Taylor Series = 0????

[katyt]

I'm supposed to find the Taylor series about 0 for tsin(t^2) - t^3 and I'm having some trouble.
Here are the derivatives I found and I think maybe I'm doing them wrong and that's what's messing me up:

1st deriv. = sin(t^2) + 2t^2(cos(t^2)) - 3t^2, fprime(0)=0
2nd = 6tcos(t^2) - 2t^3(sin(t^2)) - 6t, fdoubleprime(0)=0
3rd = 6cos(t^2) - 4t^4(cos(t^2)) - 18t^2(sin(t^2)) - 6, ftripleprime(0)=0

and you get the idea. I'm bad at differentiating, so does anybody spot anything I might've done wrong? Or does the series really just equal 0?????

Thanks for any help!
Katy

 

[tkhunny]

That's very flat!

You do need to be a little more careful with your derivatives (the 2nd is just a bit off). However, fixing that probably won't help you with your dilemma. Just keep chugging. You will not find a non-zero derivative until you get to #7. The next is #11. Like I said, that is VERY flat around zero (0).

Good luck.

 

[soroban]

Hello, katyt!

I'm supposed to find the Taylor series about 0 for \(\displaystyle t\cdot\sin(t^2)\,-\, t^3\)

How about this plan?

We know the Taylor series for \(\displaystyle \sin x\)
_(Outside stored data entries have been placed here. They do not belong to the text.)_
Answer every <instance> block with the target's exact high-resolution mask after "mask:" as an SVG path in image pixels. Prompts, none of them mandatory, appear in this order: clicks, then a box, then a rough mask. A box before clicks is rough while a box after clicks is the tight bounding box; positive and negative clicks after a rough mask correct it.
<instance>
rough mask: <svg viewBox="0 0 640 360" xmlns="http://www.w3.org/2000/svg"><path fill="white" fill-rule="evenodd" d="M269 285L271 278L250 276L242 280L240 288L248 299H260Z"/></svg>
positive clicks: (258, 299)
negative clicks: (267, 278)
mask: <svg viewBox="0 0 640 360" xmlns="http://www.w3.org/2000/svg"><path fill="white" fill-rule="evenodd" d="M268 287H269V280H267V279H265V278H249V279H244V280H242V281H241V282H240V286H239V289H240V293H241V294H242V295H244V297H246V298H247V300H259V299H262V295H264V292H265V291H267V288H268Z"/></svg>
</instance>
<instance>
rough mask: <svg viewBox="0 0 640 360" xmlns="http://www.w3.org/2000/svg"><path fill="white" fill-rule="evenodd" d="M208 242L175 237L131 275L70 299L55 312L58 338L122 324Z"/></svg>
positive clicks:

. . . . . . . . . . . . . . \(\displaystyle \L\sin(x)\;=\;x\,-\,\frac{x^3}{3!}\,+\,\frac{x^5}{5!}\,-\,\frac{x^7}{7!}\,+\,\cdots\)


Then: . . . . . . . . .\(\displaystyle \L\sin(t^2)\;=\;t^2\,-\,\frac{t^6}{3!}\,+\,\frac{t^{10}}{5!}\,-\,\frac{t^{14}}{7!}\,+\,\cdots\)

And: . . . . . . . .\(\displaystyle \L t\cdot\sin(t^2)\;=\;t^3\,-\,\frac{t^7}{3!}\,+\,\frac{t^{11}}{5!}\,-\,\frac{t^{15}}{7!}\,+\,\cdots\)

Hence: .\(\displaystyle \L t\cdot\sin(t^2)\,-\,t^3\;=\;-\frac{t^7}{3!}\,+\,\frac{t^{11}}{5!}\,-\,\frac{t^{15}}{7!}\,+\,\cdots\)


Or: . . . . .\(\displaystyle \L t\cdot\sin(t^2) - t^3\;=\;\sum^{\infty}_{n=1}\frac{(-1)^nt^{4t+3}}{(2n+1)!}\)

 

[katyt]

thank you!!! that's very helpful!